Display blurs or distorts on pointer movement

What I’m trying to do

I have an Aspire a717 72g 76v1 laptop, which is usually my go-to machine. No matter what theme I try for Obsidian, when I move the mouse, The background blurs and distorts, leaving visual artifacts that distort the display.

I have seen this in only one other place: On Fcebook, in the Brave browser, when moving the pointer across an image.

This does not happen on any of my other computers.

Things I have tried

I have tried ACER support and forums. No luck. I’ve searched the Web. No luck. I’ve tried to find a comprehensive source for Monitor/Display problem solving. No luck.

I’ve been doing computers and hardware for over 59 years, and I could fix this if someone could point me in the right direction; even if they could point me to a discussion group that I could ask the question. I’m new to Obsidian, but I may just have to scrap it if I can’t make the display work on the system I usually use.

Thank you for your help.

UPDATE: While I was waiting for a reply, I decided to overhaul my Aspire a717 72g 76v1. I disabled and replaced all the drivers. (I have an internal Intel graphics card and an NVIDIA GTX 1060 in this laptop.) The graphics are much better now, although I still get some blurred/distorted artifacts at the edges of my window sections when I move the pointer from one section to another. It is much more useable, especially if I use the Blue Topaz theme. I am convinced that this is an anomaly limited to this particular system: I do not have similar issues on any of my desktops or my Surface Pro 3. It is just unfortunate that this is my most-used, most-portable work machine. I am looking forward to learning how to use Obsidian efficiently. Suggestions are still welcome, and thank you for any help.

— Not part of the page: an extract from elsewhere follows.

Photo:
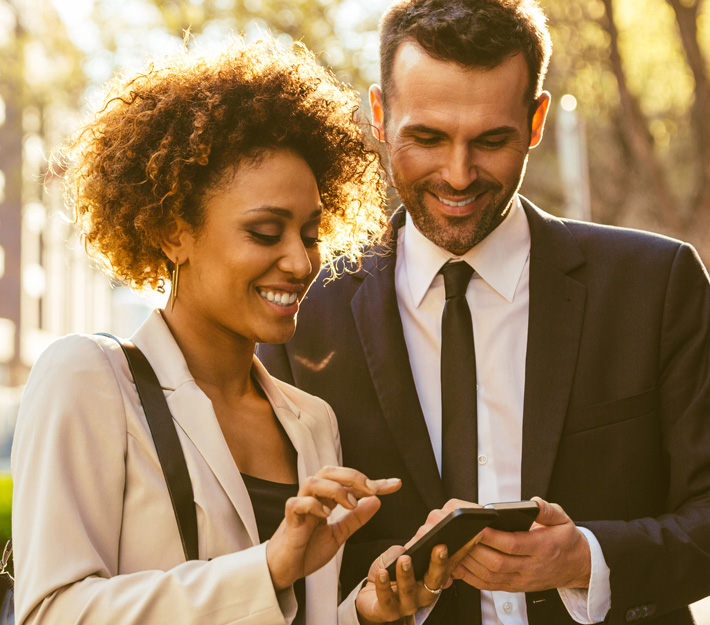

Update 2: Well, I think I found the problem: The GeForce GPU applies some anti-aliasing, and it apparently causes trails of scrambled pixels when the pointer moves across certain backgrounds. I experimented (for hours!) with different combinations, and I finally eliminated the effect in Facebook within my Brave browser. (Interestingly, I never had the problem in any other browser.) IT DID NOT ELEIMINATE THE EFFECT IN OBSIDIAN. I managed to diminish the effect, but it still exists as an annoyance although it does not make the app useless anymore.

I’m beginning to see what the Obsidian user community is like: Not tech addicted; lots of MAC users versus real computer users (UNIX, Linux, even Windows…).

This web site is awesome, BTW. If Obsidian had been DESIGNED instead of being assembled as Frankenware, it might have eliminated, upstream, a lot of the problems I see on this forum today. It is totally feature-rich, but the features keep getting added piecemeal instead of being designed into architected solutions.

On the other hand, if the originators had tried to design a coherent system instead of opportunistically assembling and tweaking off-the-shelf components, there might be no Obsidian at all. I can see that having a working system to improve upon might be preferable to waiting for something to materialize in the future.